Swollen by the population bulge the French universities are now undergoing a revolution of numbers. There are now some 600,000 students, more than twice as many as at the beginning of the 1960s. But changes in methods, syllabuses and approach have not kept pace with numbers. The harshest critics describe the universities as factories for misfits. Everybody agrees that they are no longer suited to the needs of the moment.

Many students fall by the wayside. Even those who get a degree are not sure of a job. Students do not worry only about being squeezed lemons at 40, they worry about their immediate prospects. It is not surprising that the movements of protest started among art students. It is not just that students in sociology or philosophy are more concerned with the meaning of society; it is among them that the future unemployed are more likely to be found.

Obviously many of today's rebels will be absorbed tomorrow and be concerned only with climbing into the establishment or getting their slices of affluence. But they are still young enough to listen with sympathy to slogans about the overthrow of the established society. The truncheon did the rest.

The government was not alone in misjudging the situation. The communist party made the same mistake. It went on vituperating against tiny ultra-leftist "grouplets" when its own young supporters, or ex-supporters, were already flocking to mass demonstrations. It is here that the French case adds a twist to the international analysis of student unrest. It was generally assumed that whereas students in Prague or Warsaw fight against a political order--against the remnants of stalinism--students in western Europe or America rebel against a society, that their revolt is the other side of the coin of political consensus. With a Republican indistinguishable from a Democrat in America--the argument ran--with one Harold resembling another in Britain, with Italy governed by a centre-left and the communists tempted to join), with a coalition ruling in Bonn, the protesters have no alternative. But France was seen as the exception to this rule. Here there was a gaullist government and a hostile opposition, including the communists.

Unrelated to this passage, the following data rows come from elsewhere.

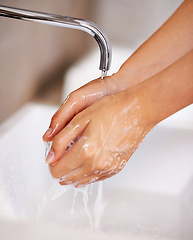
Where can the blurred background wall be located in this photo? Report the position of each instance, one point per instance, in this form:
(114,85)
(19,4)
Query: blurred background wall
(33,55)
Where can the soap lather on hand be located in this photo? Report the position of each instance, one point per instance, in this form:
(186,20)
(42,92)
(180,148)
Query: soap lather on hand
(99,126)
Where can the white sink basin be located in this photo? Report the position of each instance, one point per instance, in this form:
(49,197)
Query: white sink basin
(151,197)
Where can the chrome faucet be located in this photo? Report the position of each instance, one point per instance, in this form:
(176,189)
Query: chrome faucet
(68,22)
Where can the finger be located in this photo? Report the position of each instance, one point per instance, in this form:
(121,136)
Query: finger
(66,138)
(71,160)
(87,180)
(75,103)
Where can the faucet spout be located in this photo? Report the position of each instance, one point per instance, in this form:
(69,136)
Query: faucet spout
(67,22)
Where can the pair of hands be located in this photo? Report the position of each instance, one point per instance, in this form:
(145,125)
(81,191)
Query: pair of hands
(95,132)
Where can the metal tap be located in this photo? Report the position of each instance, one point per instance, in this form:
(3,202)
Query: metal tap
(67,22)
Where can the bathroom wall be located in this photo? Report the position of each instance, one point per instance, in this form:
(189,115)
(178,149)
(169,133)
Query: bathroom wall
(31,53)
(129,23)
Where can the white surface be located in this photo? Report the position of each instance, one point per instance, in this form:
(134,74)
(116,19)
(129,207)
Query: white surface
(153,195)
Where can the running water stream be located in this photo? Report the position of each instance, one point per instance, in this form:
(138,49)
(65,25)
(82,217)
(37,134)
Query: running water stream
(90,196)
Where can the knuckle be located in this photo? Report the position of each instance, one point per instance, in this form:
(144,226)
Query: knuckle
(88,150)
(54,172)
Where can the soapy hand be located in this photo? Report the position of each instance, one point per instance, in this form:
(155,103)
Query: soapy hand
(80,99)
(102,138)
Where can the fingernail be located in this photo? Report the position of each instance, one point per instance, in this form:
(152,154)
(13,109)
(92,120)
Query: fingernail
(48,132)
(50,157)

It is significant that the rebels of Nanterre have treated the communists as part of the establishment, part of the consensus; and the communist party did its best, at first, to justify this judgement. Like the government, it was overtaken by events and, to its discomfort, overtaken on its left.

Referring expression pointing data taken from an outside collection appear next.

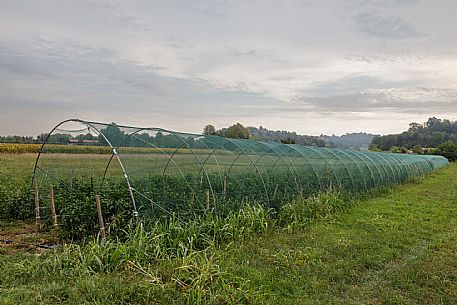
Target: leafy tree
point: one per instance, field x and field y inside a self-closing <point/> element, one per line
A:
<point x="288" y="141"/>
<point x="414" y="127"/>
<point x="236" y="131"/>
<point x="447" y="149"/>
<point x="209" y="130"/>
<point x="114" y="135"/>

By midweek, after yet another peaceful march on Wednesday night, there were some signs of appeasement. The politicians had at last managed to grasp the importance of what had happened. General de Gaulle said something vague about the need for order and the need for change. The national assembly discussed the subject in a special session. Naturally students alone cannot change society. They cannot even reform the system of higher education. But they can act as a spur or an eye-opener. And Paris was awakened this week.